L'effet yo-yo induit par les régimes amaigrissants se révèle néfaste pour la santé et ne résout en rien le surpoids qui touche un adulte sur deux et un enfant sur cinq, et encore moins l'obésité qui concerne en France 15% des adultes et 3,5% des enfants.

Inefficacité des médicaments

La Haute autorité de santé déconseille également toute prise de médicaments amaigrissants, comme Alli (orlistat), en vente libre en pharmacie jugé inefficace."Nous ne recommandons aucun régime amaigrissant, ni aucun médicament", dit cet organisme, en rappelant qu'"il n'y a pas de solution miracle".

"L'obésité est un fléau à l'origine de 40 fois plus de morts subites, de 6 fois plus de maladies cardio-vasculaires et de dix fois plus de diabète", par rapport à une personne de poids normal, souligne le Dr Cédric Grouchka de la Haute autorité de santé. L'organisme propose donc une série de fiches pratiques pour mieux prendre en charge et dépister l'embonpoint.

Changer ses habitudes de vie

Plutôt que d'opter pour des régimes amaigrissants, la Haute autorité de santé propose de changer durablement les habitudes des personnes en surpoids.

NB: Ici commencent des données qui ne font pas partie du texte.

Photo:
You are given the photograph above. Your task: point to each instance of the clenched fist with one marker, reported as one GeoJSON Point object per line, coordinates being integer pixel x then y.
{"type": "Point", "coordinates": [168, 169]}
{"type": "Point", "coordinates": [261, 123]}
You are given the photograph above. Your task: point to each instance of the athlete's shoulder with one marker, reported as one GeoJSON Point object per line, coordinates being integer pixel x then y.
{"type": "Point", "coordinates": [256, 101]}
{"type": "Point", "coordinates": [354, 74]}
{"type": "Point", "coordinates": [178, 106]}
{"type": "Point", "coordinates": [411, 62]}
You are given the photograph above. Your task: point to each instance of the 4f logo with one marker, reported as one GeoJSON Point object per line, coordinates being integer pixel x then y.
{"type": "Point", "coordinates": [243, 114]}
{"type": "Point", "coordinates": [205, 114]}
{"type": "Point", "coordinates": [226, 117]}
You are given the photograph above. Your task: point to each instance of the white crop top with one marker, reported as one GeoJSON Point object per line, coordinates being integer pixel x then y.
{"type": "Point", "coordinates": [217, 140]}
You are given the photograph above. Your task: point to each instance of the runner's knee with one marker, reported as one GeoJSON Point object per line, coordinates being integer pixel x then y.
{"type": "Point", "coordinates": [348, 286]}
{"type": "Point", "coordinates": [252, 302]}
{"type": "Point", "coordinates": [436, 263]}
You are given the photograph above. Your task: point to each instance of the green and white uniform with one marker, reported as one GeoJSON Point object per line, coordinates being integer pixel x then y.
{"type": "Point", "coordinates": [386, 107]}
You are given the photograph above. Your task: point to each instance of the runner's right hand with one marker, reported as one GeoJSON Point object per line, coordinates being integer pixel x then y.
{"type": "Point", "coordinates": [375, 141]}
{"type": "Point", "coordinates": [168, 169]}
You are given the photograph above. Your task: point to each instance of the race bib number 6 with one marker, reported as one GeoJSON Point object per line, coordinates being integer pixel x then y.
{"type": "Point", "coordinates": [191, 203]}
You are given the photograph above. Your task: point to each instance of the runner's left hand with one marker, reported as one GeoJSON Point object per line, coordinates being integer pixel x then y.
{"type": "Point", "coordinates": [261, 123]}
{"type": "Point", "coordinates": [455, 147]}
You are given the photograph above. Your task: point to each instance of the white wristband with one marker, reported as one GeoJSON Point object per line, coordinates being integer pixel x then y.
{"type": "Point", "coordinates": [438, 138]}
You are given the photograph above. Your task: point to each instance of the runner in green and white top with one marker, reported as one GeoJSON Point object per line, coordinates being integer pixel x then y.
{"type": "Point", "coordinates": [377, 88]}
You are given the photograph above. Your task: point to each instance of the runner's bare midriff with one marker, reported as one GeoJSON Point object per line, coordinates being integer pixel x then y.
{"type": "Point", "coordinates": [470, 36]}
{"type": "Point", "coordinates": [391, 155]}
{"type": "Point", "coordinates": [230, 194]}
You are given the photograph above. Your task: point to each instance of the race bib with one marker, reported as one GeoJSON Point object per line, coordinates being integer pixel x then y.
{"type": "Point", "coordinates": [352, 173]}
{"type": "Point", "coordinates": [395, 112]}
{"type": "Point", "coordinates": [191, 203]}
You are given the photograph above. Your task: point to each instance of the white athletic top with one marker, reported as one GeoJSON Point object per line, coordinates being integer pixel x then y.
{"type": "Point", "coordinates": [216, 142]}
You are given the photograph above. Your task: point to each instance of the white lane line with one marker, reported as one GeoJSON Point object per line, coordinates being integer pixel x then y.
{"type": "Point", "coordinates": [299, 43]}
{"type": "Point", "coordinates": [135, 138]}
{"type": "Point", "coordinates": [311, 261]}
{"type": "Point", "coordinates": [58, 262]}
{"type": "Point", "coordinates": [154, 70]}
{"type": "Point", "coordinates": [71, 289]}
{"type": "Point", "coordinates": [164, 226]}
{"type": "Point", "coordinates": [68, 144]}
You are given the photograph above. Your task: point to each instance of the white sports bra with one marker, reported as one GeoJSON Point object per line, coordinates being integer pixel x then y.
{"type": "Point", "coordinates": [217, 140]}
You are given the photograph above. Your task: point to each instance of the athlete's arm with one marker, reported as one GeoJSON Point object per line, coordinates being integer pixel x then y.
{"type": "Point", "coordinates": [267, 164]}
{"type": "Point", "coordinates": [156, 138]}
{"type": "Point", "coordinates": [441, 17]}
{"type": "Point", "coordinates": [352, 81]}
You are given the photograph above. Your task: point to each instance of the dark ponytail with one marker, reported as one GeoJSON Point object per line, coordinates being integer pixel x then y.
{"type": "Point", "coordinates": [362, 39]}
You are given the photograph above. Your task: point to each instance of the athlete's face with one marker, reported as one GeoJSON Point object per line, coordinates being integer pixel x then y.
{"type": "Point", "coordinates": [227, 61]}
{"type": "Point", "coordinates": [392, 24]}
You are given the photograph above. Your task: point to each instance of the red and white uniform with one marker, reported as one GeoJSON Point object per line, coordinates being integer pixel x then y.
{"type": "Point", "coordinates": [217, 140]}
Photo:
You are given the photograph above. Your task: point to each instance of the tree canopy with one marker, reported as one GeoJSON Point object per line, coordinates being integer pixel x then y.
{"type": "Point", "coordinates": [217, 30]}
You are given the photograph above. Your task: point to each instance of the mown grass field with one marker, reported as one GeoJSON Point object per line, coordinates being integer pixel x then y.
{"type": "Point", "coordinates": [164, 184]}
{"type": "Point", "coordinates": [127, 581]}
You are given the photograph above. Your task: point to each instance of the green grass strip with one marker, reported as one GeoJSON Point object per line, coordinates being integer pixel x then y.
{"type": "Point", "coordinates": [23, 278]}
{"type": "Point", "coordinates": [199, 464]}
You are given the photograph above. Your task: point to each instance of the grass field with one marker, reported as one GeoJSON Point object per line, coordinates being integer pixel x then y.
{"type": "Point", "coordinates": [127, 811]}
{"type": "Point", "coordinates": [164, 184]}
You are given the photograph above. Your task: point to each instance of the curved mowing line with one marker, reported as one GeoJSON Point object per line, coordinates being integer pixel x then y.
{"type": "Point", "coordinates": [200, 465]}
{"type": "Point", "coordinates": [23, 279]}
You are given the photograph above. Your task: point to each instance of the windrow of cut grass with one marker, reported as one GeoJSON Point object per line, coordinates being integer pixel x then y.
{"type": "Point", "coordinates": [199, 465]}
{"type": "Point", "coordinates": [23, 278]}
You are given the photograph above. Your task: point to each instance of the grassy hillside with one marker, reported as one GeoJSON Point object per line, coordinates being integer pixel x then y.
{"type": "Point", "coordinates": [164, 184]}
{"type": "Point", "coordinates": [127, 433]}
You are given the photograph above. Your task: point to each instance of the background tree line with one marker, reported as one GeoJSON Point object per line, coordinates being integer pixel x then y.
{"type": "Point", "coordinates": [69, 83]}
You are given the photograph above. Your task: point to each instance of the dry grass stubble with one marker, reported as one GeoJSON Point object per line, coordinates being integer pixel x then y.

Cela passe notamment par une alimentation variée et une pratique régulière d'activités physiques, comme la marche. La Haute autorité de santé précise que, pour les adultes en surpoids, il ne s'agit pas de maigrir, mais avant tout le stabiliser son poids.

Le travail de perte de poids doit s'opérer avec l'aide d'un médecin généraliste qui réalise un suivi régulier sur au moins deux ans, en évitant tout discours culpabilisant ou stigmatisant. Chez les enfants, si l'excès de poids est installé à la puberté, le risque de rester en surpoids ou obèse est élevé (entre 20 et 50% avant la puberté et entre 50 et 70% après la puberté), note la Haute autorité de santé qui recommande de réagir à temps. Par exemple en réalisant une mesure régulière de la taille et du poids de l'enfant, et ce, dès les premiers mois de la vie.